The macroeconomic context reinforces the momentum. Qatar's construction sector grew 6.6% year-on-year in the first half of 2025, and GlobalData projects 4.3% expansion in 2026 and a 4.6% compound annual growth rate through to 2029, driven by renewable energy, transportation infrastructure and continued public facilities investment. Ashghal's 12-contract package is a direct expression of that growth, deployed through a procurement strategy that increasingly favours domestic beneficiaries.



Writer's Opinion

Here is what this batch of Ashghal awards actually tells us: Qatar is quietly, systematically transferring construction capability from international contractors to domestic ones, and doing it through commercial procurement rather than regulatory mandate alone.
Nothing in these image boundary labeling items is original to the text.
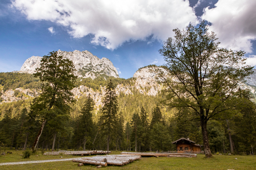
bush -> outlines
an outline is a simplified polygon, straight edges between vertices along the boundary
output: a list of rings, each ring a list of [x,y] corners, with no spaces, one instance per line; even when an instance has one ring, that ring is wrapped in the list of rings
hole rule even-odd
[[[31,152],[30,151],[25,151],[23,152],[23,158],[29,158],[31,155]]]

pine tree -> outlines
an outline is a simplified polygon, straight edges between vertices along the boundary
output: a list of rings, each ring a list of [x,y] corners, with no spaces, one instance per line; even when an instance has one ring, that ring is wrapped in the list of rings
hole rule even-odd
[[[141,126],[142,129],[139,138],[140,152],[141,146],[142,147],[143,150],[145,151],[146,150],[149,137],[148,115],[143,107],[141,108],[140,111],[140,118],[141,119]]]
[[[86,150],[86,143],[92,137],[93,122],[92,112],[94,109],[94,102],[89,94],[83,107],[81,110],[81,116],[80,119],[81,131],[83,136],[83,151]]]
[[[100,121],[102,122],[101,129],[103,134],[106,137],[106,150],[109,151],[110,143],[111,139],[114,139],[116,135],[115,125],[117,123],[117,111],[118,105],[115,88],[110,80],[106,89],[102,109]]]
[[[132,133],[132,127],[129,122],[126,123],[125,125],[125,129],[124,131],[124,143],[125,148],[127,148],[127,151],[131,151],[131,135]],[[129,150],[130,149],[130,150]]]
[[[154,108],[153,112],[152,113],[152,120],[150,124],[150,129],[152,129],[155,124],[157,123],[163,123],[163,116],[162,115],[162,113],[158,106]]]
[[[135,152],[137,152],[138,137],[142,129],[141,120],[138,113],[134,113],[133,115],[132,121],[132,138],[134,142]]]

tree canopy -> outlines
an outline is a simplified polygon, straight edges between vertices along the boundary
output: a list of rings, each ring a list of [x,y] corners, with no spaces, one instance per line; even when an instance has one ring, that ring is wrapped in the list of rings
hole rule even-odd
[[[41,121],[41,128],[36,138],[32,150],[38,142],[45,124],[58,115],[67,113],[69,105],[73,101],[71,90],[75,87],[75,67],[72,61],[58,56],[57,52],[44,56],[40,66],[34,74],[43,82],[42,92],[31,105],[31,112]]]
[[[205,154],[211,157],[207,122],[233,112],[239,85],[252,67],[245,65],[245,52],[219,48],[216,35],[209,33],[204,21],[198,27],[190,24],[186,30],[173,31],[174,38],[164,42],[159,50],[171,78],[162,76],[168,87],[165,104],[188,108],[188,114],[200,119]]]

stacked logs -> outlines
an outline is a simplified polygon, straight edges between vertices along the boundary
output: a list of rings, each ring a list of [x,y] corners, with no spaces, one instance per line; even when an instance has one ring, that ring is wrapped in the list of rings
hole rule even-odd
[[[164,157],[167,158],[182,157],[192,158],[196,157],[197,154],[183,154],[183,153],[145,153],[145,152],[125,152],[121,153],[121,155],[132,156],[140,155],[142,157]]]
[[[141,159],[141,157],[139,155],[97,155],[92,157],[74,159],[73,161],[80,163],[78,164],[79,166],[82,165],[81,163],[90,164],[101,166],[105,166],[107,165],[123,166],[136,160]],[[98,167],[100,167],[99,166]]]
[[[59,151],[59,152],[46,152],[44,154],[44,155],[59,155],[59,154],[68,155],[92,155],[97,154],[108,154],[111,153],[111,151]]]

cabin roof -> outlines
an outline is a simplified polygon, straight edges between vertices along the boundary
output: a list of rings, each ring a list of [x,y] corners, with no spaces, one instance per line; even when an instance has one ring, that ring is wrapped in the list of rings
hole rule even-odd
[[[195,145],[196,146],[200,147],[203,147],[203,146],[202,144],[193,144],[194,145]]]
[[[175,140],[175,141],[174,141],[172,143],[173,143],[173,144],[174,144],[174,143],[177,143],[178,141],[179,141],[179,140],[186,140],[186,141],[189,141],[189,142],[190,142],[190,143],[193,143],[196,144],[196,142],[194,142],[194,141],[192,141],[192,140],[189,140],[189,139],[186,139],[186,138],[184,138],[184,137],[182,137],[182,138],[179,138],[179,139],[178,139],[178,140]]]

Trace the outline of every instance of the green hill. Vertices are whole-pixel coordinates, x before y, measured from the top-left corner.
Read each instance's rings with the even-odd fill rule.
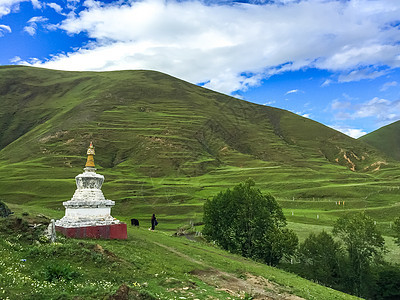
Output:
[[[93,141],[114,214],[154,212],[169,230],[201,220],[205,198],[249,177],[295,223],[331,225],[344,209],[382,222],[399,213],[398,165],[375,148],[159,72],[3,66],[0,107],[7,203],[63,210]]]
[[[400,161],[400,121],[368,133],[359,140],[379,149],[388,157]]]
[[[25,220],[43,224],[38,212]],[[33,230],[0,218],[2,299],[359,299],[161,231],[129,227],[128,240],[48,244],[32,243]]]
[[[400,214],[399,165],[374,147],[291,112],[166,74],[3,66],[0,107],[0,200],[18,216],[61,218],[62,202],[72,197],[74,177],[82,172],[93,141],[96,167],[106,178],[103,192],[116,201],[112,215],[148,224],[156,213],[160,220],[161,232],[129,228],[128,241],[119,242],[71,240],[31,247],[19,235],[5,235],[0,254],[7,263],[0,263],[0,276],[15,271],[7,278],[23,280],[7,284],[27,299],[43,293],[56,298],[62,289],[68,295],[104,297],[127,278],[136,292],[163,299],[219,299],[246,291],[248,280],[253,286],[264,282],[257,293],[267,290],[264,296],[272,298],[347,299],[171,233],[202,220],[204,199],[249,177],[278,199],[300,241],[310,232],[329,231],[338,216],[358,211],[390,235],[391,222]],[[386,240],[388,260],[398,262],[398,247],[392,238]],[[42,280],[54,254],[70,264],[65,272],[80,274],[60,290]],[[28,268],[18,262],[26,258]],[[83,262],[85,270],[80,269]],[[273,282],[269,288],[268,281]],[[234,284],[235,291],[224,291]],[[27,285],[37,289],[24,294]]]

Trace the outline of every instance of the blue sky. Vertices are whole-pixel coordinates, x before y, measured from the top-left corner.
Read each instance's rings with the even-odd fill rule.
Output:
[[[400,1],[0,0],[0,64],[158,70],[359,137],[400,120]]]

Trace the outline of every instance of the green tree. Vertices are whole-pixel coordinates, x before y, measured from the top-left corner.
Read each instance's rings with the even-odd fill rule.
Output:
[[[374,288],[373,264],[383,260],[385,241],[373,219],[364,213],[339,218],[333,227],[347,252],[347,272],[343,275],[345,288],[358,296],[366,296]]]
[[[340,243],[325,231],[318,235],[310,233],[300,244],[298,251],[302,274],[332,287],[337,287],[339,283],[339,264],[342,256]]]
[[[247,180],[207,200],[203,233],[232,253],[276,265],[294,253],[297,236],[285,228],[286,218],[275,198],[254,185]]]
[[[395,234],[395,242],[400,246],[400,217],[394,220],[393,230]]]

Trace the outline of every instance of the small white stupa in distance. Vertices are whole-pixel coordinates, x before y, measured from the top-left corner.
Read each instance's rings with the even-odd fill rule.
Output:
[[[96,173],[93,143],[87,155],[84,172],[75,177],[73,197],[63,202],[65,216],[56,221],[56,230],[67,237],[126,239],[126,224],[111,216],[115,202],[101,191],[104,176]]]

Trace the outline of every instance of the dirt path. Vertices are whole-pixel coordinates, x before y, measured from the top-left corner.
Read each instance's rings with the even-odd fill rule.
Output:
[[[245,273],[244,276],[237,277],[233,274],[215,269],[214,267],[202,261],[198,261],[172,247],[158,242],[154,242],[154,244],[167,249],[187,261],[206,267],[206,270],[193,270],[190,274],[196,276],[208,285],[214,286],[218,290],[225,291],[234,297],[244,297],[247,294],[252,296],[252,299],[257,300],[304,300],[296,295],[288,294],[280,285],[273,283],[264,277],[255,276],[250,273]]]

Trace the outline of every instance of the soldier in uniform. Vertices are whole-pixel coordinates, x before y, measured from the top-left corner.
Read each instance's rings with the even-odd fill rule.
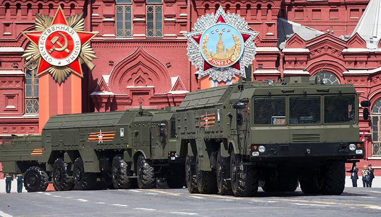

The World Cup was, among other things, the most expensive contractor training programme in history. International firms delivered at scale, local firms watched, participated and absorbed. The Imar and Al-Sraiya joint venture winning a QR1.1 billion hospital contract in 2026 is a direct consequence of that period. These firms have now accumulated the balance sheet, the management capacity and the technical track record to compete on flagship public sector work. Ashghal's president did not need to give that contract to a Qatari joint venture. The fact that he did, and said so explicitly, tells you everything about where Qatari construction policy is heading.


The implication for international contractors is uncomfortable but clear. Qatar is no longer a market where foreign firms can expect principal contract positions as a default. The opportunity set is shifting towards specialist subcontracts, joint venture partnerships and technical advisory roles. Firms that recognise this shift and position accordingly will continue to find meaningful work in Qatar. Those who arrive expecting the procurement dynamics of 2018 will find themselves largely on the outside.


There is a broader lesson here for the Gulf construction market. Saudi Arabia, the UAE and Oman are all pursuing variants of the same localisation agenda, workforce nationalisation requirements, local content obligations and preferential procurement policies. Qatar's Ashghal awards are the most direct recent example of what that agenda looks like when it reaches its logical conclusion. Other Gulf clients are watching and drawing their own conclusions.